Saturday, May 17, 2014

Share with Me Saturdays - Angela Shimitz Part 2

"How many heads long is this?"

Happy Saturday, everyone! I'm excited to share my dabble session with you this week. Angela and I did a lot more art and a lot less talking at our session back in March.

To catch up, here is her original survey post.

Angela studied art at Northern State University in Aberdeen, South Dakota, though, I was sure she'd continue playing clarinet forever (OK, maybe not). As she was planning her career path, she originally rejected teaching, "I have a whole family of teachers, so I said, no, I'm not going to teach!"

Having declared that to the universe, naturally she's been a K-12 art teacher the past nine(!) years in Ipswich, SD.

She's currently teaching elementary art classes, and leads art club and works on the yearbook for the school. For the high school-ers, she teaches art and photography classes. Recently, her students have been interested in sculpture, so she invites them to come to her classroom during her lesson-planning time to work on projects.

When working on her own art projects, she enjoys photography and painting (particularly using watercolor or acrylic paints, or mixed media projects).

Through May and June, we are celebrating her first solo art show at Presentation College's Wein Gallery in Aberdeen, and I'm a little TOO excited for Ang to share her painting tips with me.

So, we planned to do a painting together.

Photo Credit: Tim Gillespie

I picked out a beautiful photo from the Sloth Sanctuary Costa Rica website as our subject.

Stylistically, we decided we'd try a little expressive/abstract-ness.

Classy: OK! Where do we start?
Angela: We want to make a sketch of what we are painting. First, set the head and set the proportions from there. We'll measure proportions in "how many heads long this is."

We get the head on the paper, and she starts measuring around with her hands. Flipping between the photo and the drawing paper, saying some more words about sketching.

She lets me do some sketching and talks me through the process.

Photo Credit: Tim Gillespie

Angela [laughing]: I'm talking to you like I talk to my students.
Classy: Fine by me!

Once you have a sketch, it's time to start painting!

Classy: OK! Where do we start?
Angela: You'll start with base coat and highlighted [Classy: I think she means the places where the actual figures are in the work, or I just really took a bad note there] areas and work from there.

For the sake of the two hours we had to finish our project, we went straight to the details. We started with our sloth.


Photo Credit: Tim Gillespie

Classy: What's the difference between working with acrylic and watercolor paint?
Angela: Well, acrylic paint is easier to paint over! Watercolors are softer colors, but harder to paint over. Acrylics are also better for creating textures. Oil paint is good for that, too, but you have to wait so long for it to dry.
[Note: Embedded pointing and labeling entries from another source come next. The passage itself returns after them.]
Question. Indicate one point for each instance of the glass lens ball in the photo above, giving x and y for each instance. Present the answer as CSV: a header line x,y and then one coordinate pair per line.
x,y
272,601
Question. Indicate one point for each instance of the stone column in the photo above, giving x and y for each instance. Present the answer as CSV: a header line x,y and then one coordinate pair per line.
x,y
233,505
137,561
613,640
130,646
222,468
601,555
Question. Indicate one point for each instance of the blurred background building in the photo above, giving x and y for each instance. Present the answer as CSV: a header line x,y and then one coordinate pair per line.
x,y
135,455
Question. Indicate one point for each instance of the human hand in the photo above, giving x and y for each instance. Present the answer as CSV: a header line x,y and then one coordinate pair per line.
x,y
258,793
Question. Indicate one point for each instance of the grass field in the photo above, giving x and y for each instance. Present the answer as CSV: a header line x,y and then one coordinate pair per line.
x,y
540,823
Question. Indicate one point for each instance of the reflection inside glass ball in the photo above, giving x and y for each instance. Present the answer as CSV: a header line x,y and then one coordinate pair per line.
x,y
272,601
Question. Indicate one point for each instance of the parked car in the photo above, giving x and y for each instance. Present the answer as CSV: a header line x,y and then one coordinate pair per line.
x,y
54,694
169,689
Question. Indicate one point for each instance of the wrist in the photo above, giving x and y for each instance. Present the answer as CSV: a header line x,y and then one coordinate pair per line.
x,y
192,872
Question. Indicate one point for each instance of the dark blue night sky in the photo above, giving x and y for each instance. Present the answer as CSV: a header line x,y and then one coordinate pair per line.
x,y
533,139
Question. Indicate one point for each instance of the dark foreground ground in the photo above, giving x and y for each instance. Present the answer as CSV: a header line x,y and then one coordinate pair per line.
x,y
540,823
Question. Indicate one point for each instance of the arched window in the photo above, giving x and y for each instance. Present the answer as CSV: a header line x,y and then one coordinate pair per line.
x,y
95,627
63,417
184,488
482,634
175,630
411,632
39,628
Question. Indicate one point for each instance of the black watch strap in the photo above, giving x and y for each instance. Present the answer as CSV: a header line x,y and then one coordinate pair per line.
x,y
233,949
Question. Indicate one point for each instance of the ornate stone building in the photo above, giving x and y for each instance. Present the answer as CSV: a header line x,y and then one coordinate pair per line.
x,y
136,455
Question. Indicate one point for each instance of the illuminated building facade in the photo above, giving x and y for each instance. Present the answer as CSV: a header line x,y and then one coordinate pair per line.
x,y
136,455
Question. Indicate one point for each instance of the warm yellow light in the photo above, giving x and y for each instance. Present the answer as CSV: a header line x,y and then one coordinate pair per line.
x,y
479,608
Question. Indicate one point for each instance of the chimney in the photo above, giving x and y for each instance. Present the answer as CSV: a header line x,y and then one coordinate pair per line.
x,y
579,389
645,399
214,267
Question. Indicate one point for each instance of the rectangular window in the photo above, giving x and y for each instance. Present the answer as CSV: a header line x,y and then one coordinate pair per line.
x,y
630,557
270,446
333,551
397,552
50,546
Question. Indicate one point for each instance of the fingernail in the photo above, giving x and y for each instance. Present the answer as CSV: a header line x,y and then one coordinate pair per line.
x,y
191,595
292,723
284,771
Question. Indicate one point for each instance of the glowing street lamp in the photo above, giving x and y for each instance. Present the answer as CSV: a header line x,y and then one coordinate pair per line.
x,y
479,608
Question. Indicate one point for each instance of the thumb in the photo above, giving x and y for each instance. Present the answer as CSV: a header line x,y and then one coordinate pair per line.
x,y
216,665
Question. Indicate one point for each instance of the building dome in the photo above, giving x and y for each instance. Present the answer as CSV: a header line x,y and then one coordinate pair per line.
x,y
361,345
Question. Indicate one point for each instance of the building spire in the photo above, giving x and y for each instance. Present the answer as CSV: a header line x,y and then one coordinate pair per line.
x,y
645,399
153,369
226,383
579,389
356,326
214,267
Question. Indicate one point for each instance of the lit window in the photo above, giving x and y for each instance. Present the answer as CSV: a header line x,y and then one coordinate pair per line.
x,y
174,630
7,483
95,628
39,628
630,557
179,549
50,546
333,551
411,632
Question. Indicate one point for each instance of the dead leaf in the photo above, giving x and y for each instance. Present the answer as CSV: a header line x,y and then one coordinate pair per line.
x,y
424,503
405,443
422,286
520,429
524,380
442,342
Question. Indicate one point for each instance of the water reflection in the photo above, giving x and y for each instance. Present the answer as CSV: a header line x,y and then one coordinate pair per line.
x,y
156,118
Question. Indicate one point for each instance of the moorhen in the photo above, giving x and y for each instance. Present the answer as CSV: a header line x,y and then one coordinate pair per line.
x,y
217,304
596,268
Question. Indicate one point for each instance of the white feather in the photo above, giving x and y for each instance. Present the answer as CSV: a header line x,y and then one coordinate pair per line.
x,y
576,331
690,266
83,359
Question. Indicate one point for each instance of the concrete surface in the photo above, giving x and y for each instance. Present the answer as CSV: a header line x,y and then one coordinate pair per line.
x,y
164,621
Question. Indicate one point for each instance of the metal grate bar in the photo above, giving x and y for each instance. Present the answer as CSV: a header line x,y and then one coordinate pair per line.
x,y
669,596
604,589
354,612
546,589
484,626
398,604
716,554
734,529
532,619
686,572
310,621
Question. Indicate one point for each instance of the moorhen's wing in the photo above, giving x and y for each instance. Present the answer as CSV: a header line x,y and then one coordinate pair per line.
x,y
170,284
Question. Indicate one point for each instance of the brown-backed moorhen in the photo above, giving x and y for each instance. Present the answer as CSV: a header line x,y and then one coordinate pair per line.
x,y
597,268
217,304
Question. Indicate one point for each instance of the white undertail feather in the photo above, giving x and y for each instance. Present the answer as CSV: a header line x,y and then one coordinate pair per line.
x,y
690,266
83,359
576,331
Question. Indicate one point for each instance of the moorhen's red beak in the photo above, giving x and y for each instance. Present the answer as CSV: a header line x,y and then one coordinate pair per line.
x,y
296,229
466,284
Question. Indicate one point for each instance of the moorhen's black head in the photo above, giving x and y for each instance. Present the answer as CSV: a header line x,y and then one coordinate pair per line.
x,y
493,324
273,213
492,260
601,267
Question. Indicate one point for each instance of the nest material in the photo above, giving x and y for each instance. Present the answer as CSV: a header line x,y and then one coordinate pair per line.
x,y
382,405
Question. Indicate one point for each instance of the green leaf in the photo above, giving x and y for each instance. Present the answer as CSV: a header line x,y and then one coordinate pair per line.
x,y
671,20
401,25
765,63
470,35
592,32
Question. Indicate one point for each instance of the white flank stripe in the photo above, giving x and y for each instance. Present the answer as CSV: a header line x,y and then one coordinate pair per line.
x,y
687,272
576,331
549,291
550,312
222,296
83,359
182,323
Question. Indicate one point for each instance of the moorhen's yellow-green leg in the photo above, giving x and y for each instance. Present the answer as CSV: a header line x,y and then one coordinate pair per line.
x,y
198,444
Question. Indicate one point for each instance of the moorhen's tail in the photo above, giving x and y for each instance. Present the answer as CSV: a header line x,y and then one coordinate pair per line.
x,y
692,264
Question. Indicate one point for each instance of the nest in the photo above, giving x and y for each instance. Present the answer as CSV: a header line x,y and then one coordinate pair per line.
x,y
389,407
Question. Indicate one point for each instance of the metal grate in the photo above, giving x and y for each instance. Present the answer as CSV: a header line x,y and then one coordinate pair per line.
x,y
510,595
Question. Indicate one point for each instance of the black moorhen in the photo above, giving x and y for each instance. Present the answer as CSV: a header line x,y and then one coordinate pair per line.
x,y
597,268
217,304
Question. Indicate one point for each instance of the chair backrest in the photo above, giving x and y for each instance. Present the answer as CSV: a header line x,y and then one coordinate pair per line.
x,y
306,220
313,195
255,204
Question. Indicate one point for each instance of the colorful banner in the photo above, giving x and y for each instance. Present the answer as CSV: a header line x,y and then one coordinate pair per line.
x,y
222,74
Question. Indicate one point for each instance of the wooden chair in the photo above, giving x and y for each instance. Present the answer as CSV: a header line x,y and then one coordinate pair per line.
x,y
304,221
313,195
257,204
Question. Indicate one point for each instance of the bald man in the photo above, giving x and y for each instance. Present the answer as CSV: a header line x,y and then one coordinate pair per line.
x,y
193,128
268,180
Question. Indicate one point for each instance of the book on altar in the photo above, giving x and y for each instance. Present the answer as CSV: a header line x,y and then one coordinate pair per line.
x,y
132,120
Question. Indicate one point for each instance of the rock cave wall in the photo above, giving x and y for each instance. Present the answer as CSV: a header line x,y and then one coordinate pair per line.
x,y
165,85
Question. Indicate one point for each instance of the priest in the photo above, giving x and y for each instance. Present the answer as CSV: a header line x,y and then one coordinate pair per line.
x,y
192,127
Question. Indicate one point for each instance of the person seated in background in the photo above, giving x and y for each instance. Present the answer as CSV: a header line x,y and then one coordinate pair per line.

She stopped to let me work on some of the detail. I'm still pretty afraid of painting.

 Photo Credit: Tim Gillespie

About a second after that picture was taken, we knew she was going to have to finish the sloth, and we made a plan for some background painting I could do while she worked on that.

Photo Credit: Tim Gillespie
I was very excited about this development.

We had been talking about the French Impressionists exhibit I had visited at the museum and how I liked the style, so I think this is what she's having me paint.

So, we trucked along for awhile and then had the realization that our painting was going to stretch out farther than the photo did...and we did not know how a sloth ended.

Photo Credit: Tim Gillespie

 We made a plan and kept going.

Photo Credit: Tim Gillespie
And going.

Photo Credit: Tim Gillespie

And then we stopped.

Angela(or Classy, I can't remember): OK, that butt's not right.
Classy: What can we do to fix it?
Angela: Well, normally, if we had a base coat (and time), we could just paint another layer of base coat over what we were doing and start again.

So, we had to make a decision.

Photo Credit: Tim Gillespie

Angela(after just orange-ing over the extra butt): We can just give him an orange boarder.

Again, we only had two hours. :)

Photo Credit: Tim Gillespie

So, we finished our sloth. Well, as much as we could finish it that day.

She explained that when you are working on a piece, sometimes you just have to set it up somewhere and walk away from it to look at it to see what might still be left to do. "The hardest part of finishing is not to over-work something."

See, I was the one who was insistent that there be blue in the painting. But more at the top. I painted the sloth into some kind of trippy Wonderland place.

Photo Credit: Tim Gillespie
Typically, when you are done with your piece, the final process is some kind of gloss coat or sealer so your artwork will stay put. So, let's pretend we did that, too.

When it was time to go, I let Angela pick out her hat, and I couldn't not pose with the animal heads (we can thank Angela's husband for that opportunity).

Photo Credit: Tim Gillespie

Congrats on your gallery show, and congrats in advance for the new baby that will be arriving this summer. You put up with my crazy flailing and paint spilling everywhere with patience and grace. You'll be a great mom.